We have consistently observed accelerated wound healing in female mice consistent with reports in the literature.¹⁶ In C57BL6/J mice, we find that females heal significantly faster than male mice on days 4–5 post surgery (p < 0.05), with a strong trend towards faster wound healing on days 1–3, and on day 6 (p < 0.085) (Figure 4). For this reason, we recommend that all investigators independently assess sex differences in their model systems.

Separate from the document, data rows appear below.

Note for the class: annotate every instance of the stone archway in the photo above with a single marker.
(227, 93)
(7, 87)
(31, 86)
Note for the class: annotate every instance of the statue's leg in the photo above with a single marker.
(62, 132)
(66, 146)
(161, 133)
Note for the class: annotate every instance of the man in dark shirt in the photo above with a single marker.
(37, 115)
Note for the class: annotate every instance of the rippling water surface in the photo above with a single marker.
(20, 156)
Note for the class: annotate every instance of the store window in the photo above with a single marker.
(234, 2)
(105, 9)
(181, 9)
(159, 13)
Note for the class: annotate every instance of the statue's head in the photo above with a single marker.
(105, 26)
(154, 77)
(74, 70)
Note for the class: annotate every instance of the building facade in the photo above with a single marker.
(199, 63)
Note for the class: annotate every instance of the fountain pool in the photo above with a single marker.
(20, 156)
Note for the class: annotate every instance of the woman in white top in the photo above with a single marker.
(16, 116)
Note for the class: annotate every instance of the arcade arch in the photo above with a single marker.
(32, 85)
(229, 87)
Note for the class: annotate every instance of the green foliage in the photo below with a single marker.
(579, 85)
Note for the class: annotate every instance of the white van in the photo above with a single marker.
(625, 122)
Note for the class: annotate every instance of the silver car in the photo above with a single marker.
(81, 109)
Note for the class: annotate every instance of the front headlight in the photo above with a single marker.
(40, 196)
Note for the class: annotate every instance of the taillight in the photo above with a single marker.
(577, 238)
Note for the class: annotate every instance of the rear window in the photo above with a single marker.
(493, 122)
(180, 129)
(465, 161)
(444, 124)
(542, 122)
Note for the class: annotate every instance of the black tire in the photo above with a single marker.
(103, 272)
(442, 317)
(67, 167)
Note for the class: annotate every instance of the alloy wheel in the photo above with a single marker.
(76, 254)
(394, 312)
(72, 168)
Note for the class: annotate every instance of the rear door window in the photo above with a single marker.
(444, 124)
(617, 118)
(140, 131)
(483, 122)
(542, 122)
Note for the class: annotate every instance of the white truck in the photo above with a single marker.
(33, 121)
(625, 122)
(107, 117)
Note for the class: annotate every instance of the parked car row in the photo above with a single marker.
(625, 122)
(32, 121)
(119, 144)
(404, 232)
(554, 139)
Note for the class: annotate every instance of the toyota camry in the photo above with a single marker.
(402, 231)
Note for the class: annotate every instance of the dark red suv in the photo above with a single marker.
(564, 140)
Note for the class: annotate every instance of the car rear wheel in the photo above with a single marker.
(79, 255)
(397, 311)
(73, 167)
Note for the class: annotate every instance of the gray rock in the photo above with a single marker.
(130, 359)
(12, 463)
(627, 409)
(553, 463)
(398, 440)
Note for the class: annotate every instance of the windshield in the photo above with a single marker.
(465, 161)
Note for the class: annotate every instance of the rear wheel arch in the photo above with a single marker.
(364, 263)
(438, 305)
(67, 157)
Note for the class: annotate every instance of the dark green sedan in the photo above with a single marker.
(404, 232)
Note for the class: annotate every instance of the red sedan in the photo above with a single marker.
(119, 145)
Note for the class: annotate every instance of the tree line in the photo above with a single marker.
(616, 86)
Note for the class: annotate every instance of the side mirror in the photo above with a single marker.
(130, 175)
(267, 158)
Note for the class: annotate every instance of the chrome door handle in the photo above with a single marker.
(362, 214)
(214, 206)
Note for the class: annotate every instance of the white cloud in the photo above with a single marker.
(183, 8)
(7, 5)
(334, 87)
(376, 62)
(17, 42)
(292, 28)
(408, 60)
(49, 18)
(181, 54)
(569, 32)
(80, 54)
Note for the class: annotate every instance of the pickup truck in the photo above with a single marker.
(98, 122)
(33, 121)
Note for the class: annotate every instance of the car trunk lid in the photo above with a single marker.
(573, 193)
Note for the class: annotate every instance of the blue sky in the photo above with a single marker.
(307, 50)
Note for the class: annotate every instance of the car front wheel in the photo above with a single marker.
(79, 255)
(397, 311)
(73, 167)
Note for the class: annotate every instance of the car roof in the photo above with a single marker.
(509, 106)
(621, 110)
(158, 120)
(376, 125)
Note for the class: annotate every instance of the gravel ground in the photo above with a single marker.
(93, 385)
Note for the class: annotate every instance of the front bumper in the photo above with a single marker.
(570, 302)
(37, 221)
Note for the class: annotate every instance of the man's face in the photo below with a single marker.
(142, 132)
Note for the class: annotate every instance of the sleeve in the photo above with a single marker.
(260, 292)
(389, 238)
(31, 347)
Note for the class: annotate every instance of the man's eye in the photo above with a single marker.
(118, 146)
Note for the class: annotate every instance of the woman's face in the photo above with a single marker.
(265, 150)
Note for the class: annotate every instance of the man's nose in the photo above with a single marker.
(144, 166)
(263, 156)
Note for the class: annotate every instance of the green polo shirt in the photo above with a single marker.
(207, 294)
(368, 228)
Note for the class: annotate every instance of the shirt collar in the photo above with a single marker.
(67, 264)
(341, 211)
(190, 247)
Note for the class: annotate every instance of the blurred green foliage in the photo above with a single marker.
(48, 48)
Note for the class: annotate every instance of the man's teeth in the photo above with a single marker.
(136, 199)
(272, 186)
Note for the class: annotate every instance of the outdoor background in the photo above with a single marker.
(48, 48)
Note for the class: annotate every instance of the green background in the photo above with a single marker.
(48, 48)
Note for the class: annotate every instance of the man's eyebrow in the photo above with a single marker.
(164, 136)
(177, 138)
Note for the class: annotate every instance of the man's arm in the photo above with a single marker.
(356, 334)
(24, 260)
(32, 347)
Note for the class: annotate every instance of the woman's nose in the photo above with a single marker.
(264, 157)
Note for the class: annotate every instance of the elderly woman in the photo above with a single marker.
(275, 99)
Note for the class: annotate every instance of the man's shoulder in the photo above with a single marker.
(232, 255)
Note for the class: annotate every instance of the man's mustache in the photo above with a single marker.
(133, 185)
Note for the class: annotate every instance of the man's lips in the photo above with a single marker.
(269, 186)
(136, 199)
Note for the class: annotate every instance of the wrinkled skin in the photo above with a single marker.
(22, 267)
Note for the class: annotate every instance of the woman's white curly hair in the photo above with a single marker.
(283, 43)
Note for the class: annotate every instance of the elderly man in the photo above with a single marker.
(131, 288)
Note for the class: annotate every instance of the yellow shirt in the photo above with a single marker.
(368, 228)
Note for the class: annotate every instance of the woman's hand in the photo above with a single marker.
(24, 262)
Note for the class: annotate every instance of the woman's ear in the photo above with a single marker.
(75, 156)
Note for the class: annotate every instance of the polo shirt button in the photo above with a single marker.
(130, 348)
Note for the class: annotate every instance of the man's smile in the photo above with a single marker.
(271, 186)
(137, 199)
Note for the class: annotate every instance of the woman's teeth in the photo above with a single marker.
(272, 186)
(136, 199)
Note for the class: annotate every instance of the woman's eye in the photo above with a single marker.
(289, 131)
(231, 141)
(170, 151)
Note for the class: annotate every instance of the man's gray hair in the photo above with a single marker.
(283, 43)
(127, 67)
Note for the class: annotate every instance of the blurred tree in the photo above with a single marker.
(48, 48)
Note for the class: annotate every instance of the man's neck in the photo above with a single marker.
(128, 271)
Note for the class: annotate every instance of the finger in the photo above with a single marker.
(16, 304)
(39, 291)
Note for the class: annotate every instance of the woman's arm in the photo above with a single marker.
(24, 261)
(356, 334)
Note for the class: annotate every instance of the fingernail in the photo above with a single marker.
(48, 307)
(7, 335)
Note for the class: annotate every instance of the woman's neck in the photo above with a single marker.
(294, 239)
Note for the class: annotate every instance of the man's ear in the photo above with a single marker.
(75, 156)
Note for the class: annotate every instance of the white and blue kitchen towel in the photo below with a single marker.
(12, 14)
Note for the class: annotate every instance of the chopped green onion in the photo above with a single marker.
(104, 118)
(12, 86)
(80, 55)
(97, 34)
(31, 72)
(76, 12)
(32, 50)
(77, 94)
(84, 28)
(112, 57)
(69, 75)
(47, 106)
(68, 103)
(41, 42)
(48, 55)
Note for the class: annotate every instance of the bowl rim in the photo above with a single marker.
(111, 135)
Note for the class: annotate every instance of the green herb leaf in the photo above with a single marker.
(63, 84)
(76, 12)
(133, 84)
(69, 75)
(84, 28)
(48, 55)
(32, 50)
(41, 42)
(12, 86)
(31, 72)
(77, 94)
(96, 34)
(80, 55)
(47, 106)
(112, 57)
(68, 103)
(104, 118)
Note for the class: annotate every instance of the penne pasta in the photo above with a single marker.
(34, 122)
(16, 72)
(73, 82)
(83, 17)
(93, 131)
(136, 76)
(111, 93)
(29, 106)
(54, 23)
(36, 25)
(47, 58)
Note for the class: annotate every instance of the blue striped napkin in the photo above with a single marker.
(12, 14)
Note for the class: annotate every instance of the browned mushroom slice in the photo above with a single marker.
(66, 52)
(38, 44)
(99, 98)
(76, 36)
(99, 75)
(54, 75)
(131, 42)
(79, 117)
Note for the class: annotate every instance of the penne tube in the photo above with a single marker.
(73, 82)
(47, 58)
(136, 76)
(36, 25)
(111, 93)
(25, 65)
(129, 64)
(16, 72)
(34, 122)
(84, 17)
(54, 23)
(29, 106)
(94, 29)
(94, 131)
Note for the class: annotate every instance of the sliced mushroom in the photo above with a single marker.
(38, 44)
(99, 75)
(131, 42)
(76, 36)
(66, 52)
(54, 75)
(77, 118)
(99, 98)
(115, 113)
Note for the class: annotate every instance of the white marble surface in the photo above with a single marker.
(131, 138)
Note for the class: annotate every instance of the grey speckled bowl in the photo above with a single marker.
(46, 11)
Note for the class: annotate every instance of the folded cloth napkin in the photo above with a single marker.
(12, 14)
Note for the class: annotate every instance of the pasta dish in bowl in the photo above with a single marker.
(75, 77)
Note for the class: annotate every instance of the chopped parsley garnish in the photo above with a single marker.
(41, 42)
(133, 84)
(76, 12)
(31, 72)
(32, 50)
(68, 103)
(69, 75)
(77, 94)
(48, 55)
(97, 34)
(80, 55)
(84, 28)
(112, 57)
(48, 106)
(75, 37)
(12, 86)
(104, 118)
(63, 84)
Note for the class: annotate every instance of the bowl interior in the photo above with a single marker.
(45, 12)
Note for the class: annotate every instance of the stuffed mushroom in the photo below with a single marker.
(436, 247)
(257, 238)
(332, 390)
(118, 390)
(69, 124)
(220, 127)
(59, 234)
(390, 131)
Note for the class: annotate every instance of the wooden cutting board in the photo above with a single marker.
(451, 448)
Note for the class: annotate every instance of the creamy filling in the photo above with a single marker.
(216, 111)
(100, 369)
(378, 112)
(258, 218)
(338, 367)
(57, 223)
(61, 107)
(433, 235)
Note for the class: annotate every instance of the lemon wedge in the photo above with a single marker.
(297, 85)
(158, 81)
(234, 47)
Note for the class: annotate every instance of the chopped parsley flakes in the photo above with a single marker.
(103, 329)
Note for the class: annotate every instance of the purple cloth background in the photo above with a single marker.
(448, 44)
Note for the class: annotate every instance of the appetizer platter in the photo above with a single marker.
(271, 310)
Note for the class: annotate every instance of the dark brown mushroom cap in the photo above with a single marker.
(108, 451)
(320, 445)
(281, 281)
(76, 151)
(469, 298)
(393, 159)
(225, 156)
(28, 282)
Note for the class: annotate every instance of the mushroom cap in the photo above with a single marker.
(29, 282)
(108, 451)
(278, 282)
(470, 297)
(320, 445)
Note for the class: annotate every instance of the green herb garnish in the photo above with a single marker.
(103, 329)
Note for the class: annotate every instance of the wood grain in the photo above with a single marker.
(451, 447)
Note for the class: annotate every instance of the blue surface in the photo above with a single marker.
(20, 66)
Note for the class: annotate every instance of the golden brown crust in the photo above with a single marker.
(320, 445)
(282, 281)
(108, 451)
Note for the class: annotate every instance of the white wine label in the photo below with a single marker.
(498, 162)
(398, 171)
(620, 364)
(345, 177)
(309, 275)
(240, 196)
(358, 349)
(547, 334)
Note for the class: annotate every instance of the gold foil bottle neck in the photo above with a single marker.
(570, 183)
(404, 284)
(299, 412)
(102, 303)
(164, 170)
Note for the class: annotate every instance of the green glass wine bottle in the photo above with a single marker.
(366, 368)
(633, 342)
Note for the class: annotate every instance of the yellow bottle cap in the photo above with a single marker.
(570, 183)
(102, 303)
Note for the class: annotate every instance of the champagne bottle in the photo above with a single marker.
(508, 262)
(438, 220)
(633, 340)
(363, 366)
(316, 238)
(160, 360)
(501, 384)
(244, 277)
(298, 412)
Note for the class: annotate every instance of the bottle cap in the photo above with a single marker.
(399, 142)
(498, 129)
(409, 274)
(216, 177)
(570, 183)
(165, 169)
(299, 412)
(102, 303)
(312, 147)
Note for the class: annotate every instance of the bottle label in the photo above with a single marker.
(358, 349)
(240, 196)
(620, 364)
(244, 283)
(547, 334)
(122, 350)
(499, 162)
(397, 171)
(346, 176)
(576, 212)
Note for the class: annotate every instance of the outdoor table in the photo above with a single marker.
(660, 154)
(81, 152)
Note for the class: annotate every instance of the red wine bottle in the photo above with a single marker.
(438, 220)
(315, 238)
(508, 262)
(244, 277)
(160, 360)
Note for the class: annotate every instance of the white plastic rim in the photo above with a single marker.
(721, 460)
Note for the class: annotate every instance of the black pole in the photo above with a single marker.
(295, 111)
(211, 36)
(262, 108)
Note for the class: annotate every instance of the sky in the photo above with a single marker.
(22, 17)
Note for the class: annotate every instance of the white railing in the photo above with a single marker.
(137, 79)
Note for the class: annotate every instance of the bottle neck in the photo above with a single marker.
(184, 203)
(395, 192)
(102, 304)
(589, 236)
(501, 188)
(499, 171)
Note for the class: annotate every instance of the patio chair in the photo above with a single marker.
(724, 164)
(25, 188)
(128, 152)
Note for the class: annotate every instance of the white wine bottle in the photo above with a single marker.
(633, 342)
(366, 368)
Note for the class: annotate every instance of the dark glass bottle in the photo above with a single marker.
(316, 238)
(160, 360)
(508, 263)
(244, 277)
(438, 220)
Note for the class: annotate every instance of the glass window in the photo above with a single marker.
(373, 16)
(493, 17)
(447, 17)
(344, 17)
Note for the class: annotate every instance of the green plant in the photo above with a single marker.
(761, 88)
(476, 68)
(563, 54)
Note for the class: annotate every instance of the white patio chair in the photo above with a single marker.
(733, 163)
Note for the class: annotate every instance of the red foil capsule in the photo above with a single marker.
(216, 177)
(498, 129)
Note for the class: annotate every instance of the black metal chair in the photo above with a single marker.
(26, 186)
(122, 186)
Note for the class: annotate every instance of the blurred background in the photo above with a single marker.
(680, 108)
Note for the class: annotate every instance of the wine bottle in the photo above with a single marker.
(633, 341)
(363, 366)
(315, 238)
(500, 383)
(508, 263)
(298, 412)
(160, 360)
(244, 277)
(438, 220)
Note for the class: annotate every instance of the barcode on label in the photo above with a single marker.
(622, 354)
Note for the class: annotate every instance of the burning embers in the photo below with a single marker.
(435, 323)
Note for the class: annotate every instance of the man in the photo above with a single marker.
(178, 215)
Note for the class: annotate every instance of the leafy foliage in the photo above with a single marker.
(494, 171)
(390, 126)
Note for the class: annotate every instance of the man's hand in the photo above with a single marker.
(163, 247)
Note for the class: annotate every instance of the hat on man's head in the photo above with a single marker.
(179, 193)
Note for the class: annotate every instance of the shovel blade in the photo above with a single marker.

Occasionally, the Tegaderm may fall off for some mice before the 24-h mark post-surgery. Mice that have no Tegaderm tend to have slightly quicker scabbing and healing. If the Tegaderm falls off within 24 h post-surgery, it will need to be reapplied to the mice that have open wounds. Between 24–48 h post-surgery, all of the Tegaderm should be removed from the mice for the remainder of the study. This timing should be consistent for all mice in the study. It is necessary to add Tegaderm immediately following surgery to avoid substantial blood loss and infection. It may not be possible to guarantee that all mice have kept the bandage on for the exact same amount of time. This could potentially influence the resulting progression of wound healing within the first 24–48 h.

Imprecise measurement of the wound area may affect the validity of the results. Using software such as ImageJ may make the measurements and statistical analyses more reliable. If investigators choose to use an imaging software for the analysis, they must consider that photographs need to be taken from the same height, magnification, and working distance.

Troubleshooting

Problem 1

Leaving depilatory cream on too long or using too much depilatory cream may cause extra stress and additional skin damage (steps preparation of the wound site 8,9).

Potential solution

Use a minimal amount of depilatory cream necessary to remove the fur from the mouse. To avoid extra skin damage, apply the depilatory cream for a very short amount of time before removing it, and repeat this multiple times.

Problem 2

Bedding may get in the wound area even though Tegaderm was applied. Tegaderm bandage may fall off shortly after application (step wound and animal care 20, 21, 22).

Potential solution

On days 1 through 3, pay extra attention and remove bedding from the wounds with forceps. Ensure not to disturb the scab as much as possible. Reapply Tegaderm up until 24 h post-surgery to wounds where it may have fallen off.

Problem 3

Male and female mice have different rates of wound healing (Figures 4 and 5).

Potential solution

Add separate statistical analyses to compare male and female wound healing. In our studies using wild-type C57BL/6J mice, general wound healing in females happens at a quicker rate compared to males. However, any sex differences should be independently assessed in the experimenter’s lab, as this could also potentially uncover sex-specific roles for the gene of interest.

Problem 4

Depending on your mutant mouse genotype, wound closure may be delayed to the extent that the study should be continued beyond 7 days of wound measurements (expected outcomes).

Potential solution

A pilot experiment should be performed at wound closure assessed on day 7. This will provide a better perspective on the current progression of wound closure, and help researchers decide if they should expand the wound measurements beyond one week. We find that our wild-type mice will experience approximately 70–80 percent wound closure by seven days post-surgery (Figure 3).

Problem 5

It is possible for the wounds to become infected after performing this surgical procedure (step 13 under “performing the skin punch biopsy”).

Potential solution

Ensure that all proper aseptic techniques are applied while preparing the wound site. For the first 24–48 h Tegaderm should be used to protect the injury site. Single housing is used to prevent fighting and subsequent injury that could aggravate the wounds.

Resource availability

Lead contact

Further information and requests for resources and reagents should be directed to and will be fulfilled by the lead contact, Robert N. Correll (rncorrell1@ua.edu).

Materials availability

This study did not generate any new or unique reagents.

Data and code availability

No new codes or datasets were generated by this study. However, any additional information generated by this study will be available upon request through the lead contact.